On Tuesday, the inspector general of the U.S. Department of Health and Human Services, T. March Bell, accused the unit, known as a MFCU, of doing a poor job of enforcement and suspended its funding for at least three months.
In response, James asserted that her office is “leading the nation in anti-fraud efforts” and vowed to fight what she called an “outrageous” attack.
A review of the available statistics, however, suggests that Bell’s criticism is well founded.
The performance of James’ MFCU – when adjusted for the scale of New York’s $124 billion Medicaid program – ranks among the worst in the U.S. on a range of benchmarks.
Calculations using federal data during James’ term as attorney general, from 2019 to 2025, show that New York was 49th for investigations per billion spent, 51st for indictments per billion and 51st for convictions per billion (see table).
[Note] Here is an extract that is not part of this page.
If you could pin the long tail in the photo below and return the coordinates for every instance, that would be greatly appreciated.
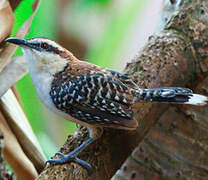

In his letter to James on Tuesday, Bell noted that New York consistently produced far fewer criminal indictments and convictions than the other large MFCUs – in California, Texas, Florida and Ohio – as well as much smaller units in Indiana and Arizona.
He also criticized the unit for its lack of activity on patient abuse and neglect:
The Unit receives more than 2,000 patient abuse and neglect referrals a year, has a staff of more than 270 people, and oversees a Medicaid program that covers 7 million individuals. Yet it has secured only one or two convictions in each of the last 3 years, and no more than five in any of the last 6 years. That outcome does not demonstrate that the Unit is effective in investigating and prosecuting patient abuse and neglect cases.
Bell said that “a major factor explaining the unit’s results was a deliberate leadership choice to focus on civil fraud cases.” He acknowledged that several recent cases had “held nursing homes accountable for systemic neglect and fraud.”
Bell added, however, that those results do not “outweigh the sustained poor outcomes for the Unit’s criminal fraud cases”:
Had the Unit’s strategic plan produced civil results that were well above its similar-sized peers or at least commensurate with the size of the New York Medicaid program, that may have provided evidence that the Unit’s leadership strategy was effectively combating fraud. Instead, the Unit has sacrificed its ability to effectively fight criminal fraud to obtain civil recoveries that are largely in line with its peers and rank it third out of five among similar-sized Units over the last 5 years for combined recoveries.
In response to the federal action, James’ office cited a statistic from March 2026 report by Bell’s office:
The Trump administration’s own Inspector General for the Department of Health and Human Services (HHS) has recognized New York as a national leader in fraud recoveries. In its 2025 report on states’ MFCU performance, HHS highlighted that New York was one of the four states that accounted for half of the total civil recoveries in fiscal year 2025.
This defense is misleading in several ways.
First, the statistic she cited is about civil recoveries. As discussed above, the inspector general was mostly faulting New York for inadequate criminal enforcement.
Second, the statistic was based on gross dollar amounts, without adjusting for the fact that New York operates the second-costliest Medicaid program in the country. As percentage of spending, the state’s civil recoveries in 2025 ranked 10th and its criminal recoveries ranked 38th.
Third, the statistic covered only a single year. For James’ whole term in office, from 2019 through 2025, New York’s civil recoveries as a percentage of spending ranked 16th and its criminal recoveries sat near the bottom at 49th.
As noted by Bell’s letter, the New York MFCU’s investigative activity has declined sharply since 2020, James’ second year in office. From 2020 to 2025, investigations of all types – civil and criminal – dropped by 50 percent in New York, compared to a 19 percent dip nationwide.